First up was a study on changes in practice patterns after Medicare began reimbursing for an AI-assisted cardiac disease diagnostic tool. Use of this tool reduced invasive cardiac testing, but raised overall spending on diagnostics. It did not appear to result in earlier diagnosis of cardiac diseases, but there was a decrease in cardiac related adverse events. Be interesting to follow the research as AI increasingly rolls into medicine.
Most family physicians end up practicing in the state where they were trained. Another study finds high rates of burnout among primary care physicians in the US, compared to other countries. Reimbursement, patient load pressures, administrative garbage, all play a role. When private equity firms buy physician practices, more doctors are hired, but there is also more turnover, especially among nurse practitioners and physician assistants.
Staffing mandates in nursing homes raise costs and revenues. Unionizing nursing home staff increases use of cheaper LPNs and decreases use of RNs, with no apparent impact on quality.

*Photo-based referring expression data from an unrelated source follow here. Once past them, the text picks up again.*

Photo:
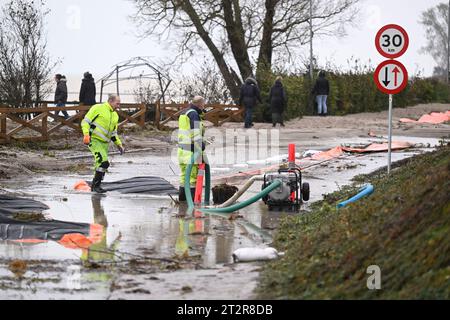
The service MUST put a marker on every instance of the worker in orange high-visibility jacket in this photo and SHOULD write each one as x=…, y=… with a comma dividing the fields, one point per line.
x=99, y=129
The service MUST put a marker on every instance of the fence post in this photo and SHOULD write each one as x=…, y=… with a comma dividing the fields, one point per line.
x=143, y=115
x=3, y=127
x=45, y=123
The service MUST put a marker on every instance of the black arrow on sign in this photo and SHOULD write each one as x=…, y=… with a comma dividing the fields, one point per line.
x=386, y=78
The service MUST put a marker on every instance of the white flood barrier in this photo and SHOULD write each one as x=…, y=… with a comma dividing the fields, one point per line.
x=256, y=254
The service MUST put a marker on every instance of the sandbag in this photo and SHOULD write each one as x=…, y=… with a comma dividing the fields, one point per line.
x=255, y=254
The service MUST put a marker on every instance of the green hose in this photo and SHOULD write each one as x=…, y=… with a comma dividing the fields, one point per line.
x=275, y=184
x=187, y=189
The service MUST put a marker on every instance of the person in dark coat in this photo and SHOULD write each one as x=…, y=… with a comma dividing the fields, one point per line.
x=61, y=94
x=88, y=90
x=277, y=98
x=250, y=95
x=322, y=91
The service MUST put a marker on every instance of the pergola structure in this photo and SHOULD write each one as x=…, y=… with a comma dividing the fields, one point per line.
x=152, y=72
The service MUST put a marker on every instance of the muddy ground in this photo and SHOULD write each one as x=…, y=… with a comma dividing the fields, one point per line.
x=151, y=248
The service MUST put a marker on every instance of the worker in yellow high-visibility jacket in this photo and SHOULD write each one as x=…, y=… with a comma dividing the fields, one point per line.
x=191, y=131
x=99, y=129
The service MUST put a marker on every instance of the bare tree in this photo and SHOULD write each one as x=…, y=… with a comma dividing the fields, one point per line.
x=25, y=64
x=436, y=22
x=241, y=35
x=205, y=81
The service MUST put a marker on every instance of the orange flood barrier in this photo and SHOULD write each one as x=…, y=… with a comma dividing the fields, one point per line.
x=328, y=155
x=82, y=186
x=433, y=118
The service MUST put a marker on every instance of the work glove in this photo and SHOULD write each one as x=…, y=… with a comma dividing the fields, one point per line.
x=87, y=140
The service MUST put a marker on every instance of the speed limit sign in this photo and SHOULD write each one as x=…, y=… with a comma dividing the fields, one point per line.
x=391, y=76
x=392, y=41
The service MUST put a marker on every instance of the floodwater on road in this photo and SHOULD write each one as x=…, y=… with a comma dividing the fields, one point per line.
x=142, y=232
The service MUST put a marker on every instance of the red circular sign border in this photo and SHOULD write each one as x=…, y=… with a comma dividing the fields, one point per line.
x=405, y=79
x=405, y=35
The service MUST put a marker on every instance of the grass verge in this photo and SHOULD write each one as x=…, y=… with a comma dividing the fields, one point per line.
x=403, y=228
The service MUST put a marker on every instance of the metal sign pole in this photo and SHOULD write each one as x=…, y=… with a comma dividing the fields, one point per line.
x=391, y=97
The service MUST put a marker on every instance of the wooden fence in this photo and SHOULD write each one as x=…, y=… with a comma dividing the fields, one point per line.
x=40, y=129
x=15, y=126
x=218, y=114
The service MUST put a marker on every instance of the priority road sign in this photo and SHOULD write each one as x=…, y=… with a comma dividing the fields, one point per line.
x=392, y=41
x=391, y=77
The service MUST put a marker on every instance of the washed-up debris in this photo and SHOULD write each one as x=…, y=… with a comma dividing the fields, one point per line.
x=432, y=118
x=255, y=254
x=29, y=216
x=18, y=267
x=137, y=185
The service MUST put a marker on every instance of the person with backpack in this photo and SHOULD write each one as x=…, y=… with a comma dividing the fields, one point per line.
x=277, y=99
x=250, y=95
x=322, y=91
x=88, y=90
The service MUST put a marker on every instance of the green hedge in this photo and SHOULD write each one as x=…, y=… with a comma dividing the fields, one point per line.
x=352, y=92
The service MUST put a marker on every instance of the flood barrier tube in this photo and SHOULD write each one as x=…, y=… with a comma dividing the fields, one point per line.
x=364, y=192
x=275, y=184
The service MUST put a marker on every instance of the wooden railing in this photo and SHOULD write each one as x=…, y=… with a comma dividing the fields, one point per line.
x=40, y=129
x=218, y=114
x=32, y=124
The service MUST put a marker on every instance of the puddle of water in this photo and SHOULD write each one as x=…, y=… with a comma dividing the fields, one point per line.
x=137, y=223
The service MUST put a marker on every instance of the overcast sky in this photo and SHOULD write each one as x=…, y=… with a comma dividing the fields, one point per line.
x=94, y=35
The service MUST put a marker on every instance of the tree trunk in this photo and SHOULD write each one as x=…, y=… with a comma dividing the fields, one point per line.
x=218, y=56
x=266, y=48
x=236, y=37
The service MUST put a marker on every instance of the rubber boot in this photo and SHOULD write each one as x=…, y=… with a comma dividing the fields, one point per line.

As Medicare Advantage plans grow rapidly, more enrollees are leaving within three months of signing up, at this point over 10% of new enrollees. That suggests a failure to understand the nature of an MA plan. Changes to the MA plan reimbursement formula that reduced payments to plans did not appear to result in significant reductions in benefits.
This is pretty interesting, Medicare beneficiaries who live in rural areas and who had surgery would apparently be better off to use the hospital closed to them. They often go to larger hospitals farther away, but the beneficiaries who did this had worse outcomes.
The introduction of generic inhalers for asthma and COPD was associated with lower brand-name inhaler prices. Doh!! (HA Issue)

Interesting about the better outcomes in hospitals nearer to the patient. I am thinking this may be the result of the outreach surgeons being older and more experienced???